In the meantime, we will continue to work with schools, who remain a critical front-line partner in helping limit the spread of COVID-19 and other viruses in educating our children on the importance of good hygiene practices.
Earlier today, I had a productive meeting with representatives from Alberta’s school boards, school authorities, and education stakeholders to explore ways we can equip them to adjust operations in response to COVID-19.
We have shared a new guideline to help schools and childcare centres to prevent the spread of COVID-19. This guideline is also available online.
I have already taken feedback from my meeting this morning, and Alberta Health is revising the guideline to address what we heard.
Additionally, starting today, we will be posting the flight information for any flight, or portion of a flight where passengers may have been exposed to COVID-19. We are focusing our public health follow up on local confirmed cases and contacts, and will not be directly contacting Albertans who were on these flights. We are asking for Albertans to help us by checking this information.
Online flight information includes the flight number, date and any seats that might be at risk of exposure to COVID-19.
At-risk passengers are encouraged to self-isolate and monitor for symptoms for 14 days after arrival in Canada.
Other passengers are not required to self-isolate but should monitor for symptoms as a precaution.
Given the rapid spread of COVID-19, we are seeing more and more flights with passengers confirmed to have the virus.
If you have recently returned to Alberta by air, I strongly encourage you to visit the Alberta government website and self-isolate if you are found to be at risk of exposure.
Before I conclude, I would like to mention a change in my daily reporting.
Given the number of cases daily, we will be reporting more aggregated data online going forward.
We will continue to notify you if there are exceptional circumstances, such as if a case involves a high-risk individual.

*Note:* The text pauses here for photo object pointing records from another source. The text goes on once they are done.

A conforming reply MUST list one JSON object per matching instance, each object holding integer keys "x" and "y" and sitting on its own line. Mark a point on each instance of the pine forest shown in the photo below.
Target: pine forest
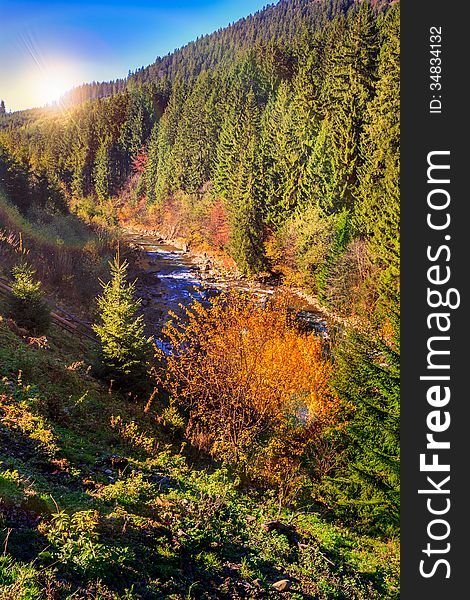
{"x": 199, "y": 320}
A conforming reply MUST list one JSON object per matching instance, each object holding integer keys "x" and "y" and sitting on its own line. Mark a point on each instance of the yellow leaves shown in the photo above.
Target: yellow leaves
{"x": 242, "y": 371}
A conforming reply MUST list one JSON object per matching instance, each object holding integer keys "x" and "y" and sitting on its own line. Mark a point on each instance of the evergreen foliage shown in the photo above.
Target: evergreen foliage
{"x": 27, "y": 305}
{"x": 124, "y": 349}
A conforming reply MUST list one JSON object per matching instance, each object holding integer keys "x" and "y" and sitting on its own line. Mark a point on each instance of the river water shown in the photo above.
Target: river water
{"x": 170, "y": 278}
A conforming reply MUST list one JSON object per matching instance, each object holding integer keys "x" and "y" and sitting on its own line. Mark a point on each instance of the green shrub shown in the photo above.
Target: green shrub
{"x": 27, "y": 305}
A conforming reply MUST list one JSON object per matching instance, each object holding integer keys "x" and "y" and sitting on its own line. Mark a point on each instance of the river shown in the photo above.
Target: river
{"x": 169, "y": 278}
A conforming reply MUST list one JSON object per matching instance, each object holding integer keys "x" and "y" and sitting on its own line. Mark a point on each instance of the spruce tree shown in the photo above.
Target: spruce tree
{"x": 27, "y": 305}
{"x": 368, "y": 381}
{"x": 125, "y": 351}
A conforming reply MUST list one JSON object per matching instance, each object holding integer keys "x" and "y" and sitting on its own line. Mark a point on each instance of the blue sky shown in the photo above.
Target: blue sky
{"x": 47, "y": 47}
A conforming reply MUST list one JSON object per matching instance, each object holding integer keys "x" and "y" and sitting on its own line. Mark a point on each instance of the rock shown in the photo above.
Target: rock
{"x": 282, "y": 585}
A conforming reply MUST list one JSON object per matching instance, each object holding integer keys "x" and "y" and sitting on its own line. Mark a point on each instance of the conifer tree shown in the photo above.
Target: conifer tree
{"x": 27, "y": 305}
{"x": 379, "y": 176}
{"x": 125, "y": 351}
{"x": 368, "y": 381}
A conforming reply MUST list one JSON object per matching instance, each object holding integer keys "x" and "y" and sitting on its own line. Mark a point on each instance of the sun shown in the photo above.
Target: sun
{"x": 53, "y": 82}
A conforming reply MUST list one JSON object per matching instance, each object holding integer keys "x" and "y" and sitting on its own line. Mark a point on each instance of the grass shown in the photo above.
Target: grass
{"x": 97, "y": 500}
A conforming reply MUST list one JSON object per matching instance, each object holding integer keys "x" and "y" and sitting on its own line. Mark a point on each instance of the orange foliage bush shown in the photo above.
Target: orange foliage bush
{"x": 255, "y": 388}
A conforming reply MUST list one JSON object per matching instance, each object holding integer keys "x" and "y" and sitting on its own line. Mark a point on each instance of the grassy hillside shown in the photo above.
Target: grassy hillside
{"x": 101, "y": 500}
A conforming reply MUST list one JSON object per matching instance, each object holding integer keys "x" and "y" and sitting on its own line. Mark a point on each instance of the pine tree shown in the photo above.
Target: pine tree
{"x": 379, "y": 175}
{"x": 104, "y": 169}
{"x": 368, "y": 381}
{"x": 124, "y": 350}
{"x": 27, "y": 305}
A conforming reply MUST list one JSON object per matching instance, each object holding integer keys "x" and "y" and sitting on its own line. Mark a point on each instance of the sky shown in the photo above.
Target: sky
{"x": 47, "y": 48}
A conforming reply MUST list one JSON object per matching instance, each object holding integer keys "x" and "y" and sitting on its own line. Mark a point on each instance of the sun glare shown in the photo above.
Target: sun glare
{"x": 53, "y": 82}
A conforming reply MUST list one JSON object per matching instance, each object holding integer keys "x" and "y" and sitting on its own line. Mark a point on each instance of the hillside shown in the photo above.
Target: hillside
{"x": 236, "y": 453}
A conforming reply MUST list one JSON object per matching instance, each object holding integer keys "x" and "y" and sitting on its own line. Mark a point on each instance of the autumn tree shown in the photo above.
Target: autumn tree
{"x": 252, "y": 385}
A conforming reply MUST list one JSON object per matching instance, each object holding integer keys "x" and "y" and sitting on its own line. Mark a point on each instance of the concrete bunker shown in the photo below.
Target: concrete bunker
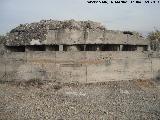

This change will help our surveillance and testing teams to focus their efforts where it matters.
Finally, I would like to thank Albertans for their uptake of the self-assessment tool we announced yesterday.
In the span of 24 hours, we have seen well over 300,000 Albertans complete self-assessments.
By using the self-assessment tool you have helped to ease the pressure on Health Link 811 phone lines.
Thank you to everyone for doing their part—big or small—to help us keep Albertans safe and healthy.
The health of Albertans is, and always will be, our top priority.
Thank you, and I will now take any questions that you may have.